Stone explained that it had never occurred to him that what he was doing was a form of recycling – and more than that, I offered, he was saving the tires from the garbage fires that so often sour the city’s air.
”It’s a business,” he said, matter-of-factly. “I do it because I can make some money. But if it is good for the air, that is okay, too.”
Karen Price, a project manager for Malawi Environmental Endowment Trust, explains that in a country as poor as Malawi, while many possess an awareness of environmental issues, it is difficult to get communities thinking about garbage.
“I think there is general awareness of the environment, but when it comes to something like recycling, there is much more that could be done,” she said.

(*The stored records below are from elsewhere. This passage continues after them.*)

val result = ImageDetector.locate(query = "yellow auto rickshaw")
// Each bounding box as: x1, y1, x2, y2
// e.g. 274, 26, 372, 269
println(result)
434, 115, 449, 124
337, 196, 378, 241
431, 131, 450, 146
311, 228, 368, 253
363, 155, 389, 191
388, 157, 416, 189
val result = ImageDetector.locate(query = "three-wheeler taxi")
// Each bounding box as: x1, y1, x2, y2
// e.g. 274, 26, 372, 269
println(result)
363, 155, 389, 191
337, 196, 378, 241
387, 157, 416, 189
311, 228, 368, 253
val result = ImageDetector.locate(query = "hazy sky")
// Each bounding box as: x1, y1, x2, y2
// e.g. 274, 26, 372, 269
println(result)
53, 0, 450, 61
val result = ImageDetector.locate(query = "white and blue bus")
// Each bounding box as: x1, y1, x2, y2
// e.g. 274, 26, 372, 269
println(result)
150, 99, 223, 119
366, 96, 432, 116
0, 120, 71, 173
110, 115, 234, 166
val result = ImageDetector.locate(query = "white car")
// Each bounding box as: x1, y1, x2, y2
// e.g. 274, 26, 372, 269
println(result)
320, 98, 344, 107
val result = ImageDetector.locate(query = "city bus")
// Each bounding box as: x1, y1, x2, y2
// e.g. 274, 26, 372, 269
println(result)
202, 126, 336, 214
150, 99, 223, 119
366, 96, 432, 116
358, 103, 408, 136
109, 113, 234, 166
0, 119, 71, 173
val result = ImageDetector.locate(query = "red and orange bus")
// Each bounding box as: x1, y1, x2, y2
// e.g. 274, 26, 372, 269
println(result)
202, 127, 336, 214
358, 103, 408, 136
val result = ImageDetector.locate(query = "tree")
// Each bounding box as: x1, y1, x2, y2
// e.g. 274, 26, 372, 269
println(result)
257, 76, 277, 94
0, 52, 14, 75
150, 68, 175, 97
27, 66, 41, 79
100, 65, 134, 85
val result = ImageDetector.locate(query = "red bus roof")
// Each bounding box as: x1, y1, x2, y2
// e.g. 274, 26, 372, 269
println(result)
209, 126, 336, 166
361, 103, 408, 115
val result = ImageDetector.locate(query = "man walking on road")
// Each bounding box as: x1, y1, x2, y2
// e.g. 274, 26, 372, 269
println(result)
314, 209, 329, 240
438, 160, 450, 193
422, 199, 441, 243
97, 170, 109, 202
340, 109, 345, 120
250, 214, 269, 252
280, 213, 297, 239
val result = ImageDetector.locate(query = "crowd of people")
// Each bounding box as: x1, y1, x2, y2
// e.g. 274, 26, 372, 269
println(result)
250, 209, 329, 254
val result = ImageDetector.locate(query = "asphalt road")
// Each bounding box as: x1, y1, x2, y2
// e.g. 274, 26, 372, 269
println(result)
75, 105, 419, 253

“It’s about the understanding of what waste is,” Price went on to explain. “There is not that added value of something as waste – that something can turn into waste or be recycled to become another product that can be reused.”
Stone and his tires are not the only accidental recycling operation running in Blantyre’s downtown market. In nearly every direction, people have repurposed and are reusing objects of every sort in countless imaginative ways.
And it’s a good thing, too, for Blantyre’s one-and-only garbage depot is filling up fast.
Down the hill from Stone, Grant Kenneth, another young entrepreneur, sits in the market with a small group of associates. Surrounding the men are mountains of empty plastic and glass bottles of every size, shape and colour.
”People bring them here,” Kenneth told me. “We pay three kwacha, five kwacha, 10 kwacha, and 15 kwacha, depending on the size.”
Kenneth or one of his colleagues will take the dirty bottles they receive, strip them of their labels, clean them, and sometimes refashion their shape to fit a specific purpose. And then they’ll resell the bottles at a slightly higher rate than the one for which they were purchased.
“It’s a job,” Kenneth said to me, echoing Stone’s remarks. “I guess it is good for the environment because otherwise, the people would be throwing it away. But it is just a job.”